Mali : La Russie maintient ses troupes malgré l’escalade des djihadistes
Moscou confirme la poursuite de son engagement militaire au Mali, malgré une offensive armée d’ampleur inédite. La décision intervient alors que les groupes rebelles et jihadistes intensifient leurs actions sur plusieurs fronts.
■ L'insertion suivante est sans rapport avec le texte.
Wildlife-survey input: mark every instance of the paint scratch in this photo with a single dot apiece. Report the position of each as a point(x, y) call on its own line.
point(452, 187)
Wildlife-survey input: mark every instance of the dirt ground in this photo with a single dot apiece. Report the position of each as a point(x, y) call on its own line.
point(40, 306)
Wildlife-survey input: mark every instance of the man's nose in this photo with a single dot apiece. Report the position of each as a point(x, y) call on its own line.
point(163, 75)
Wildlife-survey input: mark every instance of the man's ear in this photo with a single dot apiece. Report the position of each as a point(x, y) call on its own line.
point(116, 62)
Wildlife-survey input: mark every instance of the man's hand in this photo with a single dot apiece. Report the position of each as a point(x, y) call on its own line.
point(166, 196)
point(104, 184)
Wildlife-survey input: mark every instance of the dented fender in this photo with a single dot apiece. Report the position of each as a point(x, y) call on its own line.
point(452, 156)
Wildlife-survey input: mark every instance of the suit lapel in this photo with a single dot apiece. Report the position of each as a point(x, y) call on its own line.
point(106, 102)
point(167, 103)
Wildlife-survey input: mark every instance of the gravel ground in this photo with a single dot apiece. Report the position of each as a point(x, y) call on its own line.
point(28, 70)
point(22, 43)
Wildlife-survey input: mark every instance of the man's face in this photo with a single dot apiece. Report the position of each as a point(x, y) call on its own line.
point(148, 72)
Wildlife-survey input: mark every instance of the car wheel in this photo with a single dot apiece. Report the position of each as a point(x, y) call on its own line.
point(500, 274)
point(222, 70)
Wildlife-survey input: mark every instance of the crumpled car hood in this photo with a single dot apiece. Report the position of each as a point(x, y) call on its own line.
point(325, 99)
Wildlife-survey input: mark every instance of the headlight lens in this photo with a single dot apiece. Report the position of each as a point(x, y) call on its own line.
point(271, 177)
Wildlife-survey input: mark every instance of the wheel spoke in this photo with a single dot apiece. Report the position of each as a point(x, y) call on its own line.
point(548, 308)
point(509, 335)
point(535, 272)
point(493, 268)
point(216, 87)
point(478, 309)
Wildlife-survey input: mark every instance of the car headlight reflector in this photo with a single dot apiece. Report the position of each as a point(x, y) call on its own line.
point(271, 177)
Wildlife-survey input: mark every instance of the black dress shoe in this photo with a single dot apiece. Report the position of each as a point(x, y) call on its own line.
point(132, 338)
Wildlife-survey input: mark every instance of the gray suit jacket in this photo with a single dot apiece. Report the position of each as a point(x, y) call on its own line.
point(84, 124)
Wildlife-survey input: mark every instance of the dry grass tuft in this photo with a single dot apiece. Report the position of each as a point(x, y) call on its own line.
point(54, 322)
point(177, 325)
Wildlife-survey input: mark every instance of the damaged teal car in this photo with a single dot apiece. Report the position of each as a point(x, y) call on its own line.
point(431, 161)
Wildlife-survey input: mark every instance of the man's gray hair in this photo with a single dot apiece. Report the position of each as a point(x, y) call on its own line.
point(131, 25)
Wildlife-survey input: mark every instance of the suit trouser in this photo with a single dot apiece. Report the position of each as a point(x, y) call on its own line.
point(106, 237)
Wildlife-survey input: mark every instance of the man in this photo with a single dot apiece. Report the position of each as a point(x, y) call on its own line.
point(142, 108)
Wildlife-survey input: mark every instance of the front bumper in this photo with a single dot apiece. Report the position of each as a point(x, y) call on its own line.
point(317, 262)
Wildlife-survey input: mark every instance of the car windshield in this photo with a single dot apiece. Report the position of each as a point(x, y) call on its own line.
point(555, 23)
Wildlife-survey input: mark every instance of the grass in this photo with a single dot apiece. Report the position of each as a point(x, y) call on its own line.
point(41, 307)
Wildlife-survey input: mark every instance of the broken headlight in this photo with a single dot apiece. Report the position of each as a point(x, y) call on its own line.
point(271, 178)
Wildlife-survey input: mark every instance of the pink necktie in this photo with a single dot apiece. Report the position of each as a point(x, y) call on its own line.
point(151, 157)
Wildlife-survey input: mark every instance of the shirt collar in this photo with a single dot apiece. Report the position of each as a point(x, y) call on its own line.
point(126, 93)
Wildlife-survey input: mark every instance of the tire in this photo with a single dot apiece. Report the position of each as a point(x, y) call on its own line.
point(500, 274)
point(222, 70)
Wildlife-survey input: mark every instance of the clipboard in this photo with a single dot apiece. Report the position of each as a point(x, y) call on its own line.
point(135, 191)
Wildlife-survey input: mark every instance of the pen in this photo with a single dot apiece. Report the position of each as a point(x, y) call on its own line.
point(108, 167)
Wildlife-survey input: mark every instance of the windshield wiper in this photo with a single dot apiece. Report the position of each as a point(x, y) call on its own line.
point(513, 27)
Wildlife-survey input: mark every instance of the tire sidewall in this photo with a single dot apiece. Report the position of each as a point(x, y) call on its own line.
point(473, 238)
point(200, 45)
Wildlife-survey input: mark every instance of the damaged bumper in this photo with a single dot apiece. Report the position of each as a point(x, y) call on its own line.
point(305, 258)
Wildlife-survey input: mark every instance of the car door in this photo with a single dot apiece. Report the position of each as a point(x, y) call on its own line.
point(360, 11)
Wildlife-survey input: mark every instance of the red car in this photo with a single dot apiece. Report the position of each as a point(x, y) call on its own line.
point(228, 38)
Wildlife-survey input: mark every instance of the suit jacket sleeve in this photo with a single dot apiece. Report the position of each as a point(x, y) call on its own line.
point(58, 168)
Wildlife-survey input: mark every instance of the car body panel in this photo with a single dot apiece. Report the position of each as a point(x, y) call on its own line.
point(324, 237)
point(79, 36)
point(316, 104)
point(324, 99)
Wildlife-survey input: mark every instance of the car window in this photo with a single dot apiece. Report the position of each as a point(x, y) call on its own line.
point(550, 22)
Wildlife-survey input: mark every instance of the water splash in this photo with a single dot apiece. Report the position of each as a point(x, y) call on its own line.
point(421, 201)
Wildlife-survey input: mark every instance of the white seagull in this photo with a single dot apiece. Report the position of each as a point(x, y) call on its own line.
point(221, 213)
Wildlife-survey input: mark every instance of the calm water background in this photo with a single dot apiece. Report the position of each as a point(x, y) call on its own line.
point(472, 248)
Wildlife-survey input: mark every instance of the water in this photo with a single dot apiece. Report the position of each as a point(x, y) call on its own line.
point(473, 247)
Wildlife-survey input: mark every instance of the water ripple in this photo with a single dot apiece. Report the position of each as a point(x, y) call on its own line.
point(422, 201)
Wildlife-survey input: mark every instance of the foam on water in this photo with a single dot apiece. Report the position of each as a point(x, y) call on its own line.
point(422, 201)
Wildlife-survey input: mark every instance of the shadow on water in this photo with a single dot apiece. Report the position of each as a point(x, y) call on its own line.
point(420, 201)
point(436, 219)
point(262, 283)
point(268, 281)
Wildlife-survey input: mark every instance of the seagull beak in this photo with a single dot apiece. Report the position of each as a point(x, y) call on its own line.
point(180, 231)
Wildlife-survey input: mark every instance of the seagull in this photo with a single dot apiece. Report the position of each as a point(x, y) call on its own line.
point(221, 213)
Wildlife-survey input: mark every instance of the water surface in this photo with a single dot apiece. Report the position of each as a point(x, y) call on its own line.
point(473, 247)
La Russie ne retirera pas ses forces du Mali. L’annonce a été faite ce 30 avril 2026 par le Kremlin. Selon Dmitri Peskov, porte-parole de la présidence russe, Moscou poursuivra ses opérations militaires, dont l’objectif reste la lutte contre le terrorisme et l’extrémisme. Le Kremlin affirme agir à la demande expresse des autorités maliennes. Ainsi, le soutien militaire russe devrait se poursuivre sans interruption. Cette position ferme répond directement à l’appel du Front de libération de l’Azawad (FLA), qui réclame le départ immédiat des forces russes.
Une offensive coordonnée sur plusieurs fronts
Depuis le 25 avril, la situation sécuritaire s’est fortement dégradée. Des attaques coordonnées ont été menées dans plusieurs régions, impliquant à la fois des groupes jihadistes liés à Al-Qaïda et des rebelles séparatistes. Plusieurs zones stratégiques ont été ciblées, notamment dans le nord du pays. La ville de Kidal reste un point central des affrontements. Par ailleurs, les combats se rapprochent désormais de Bamako, ce qui accentue la pression sur les autorités maliennes.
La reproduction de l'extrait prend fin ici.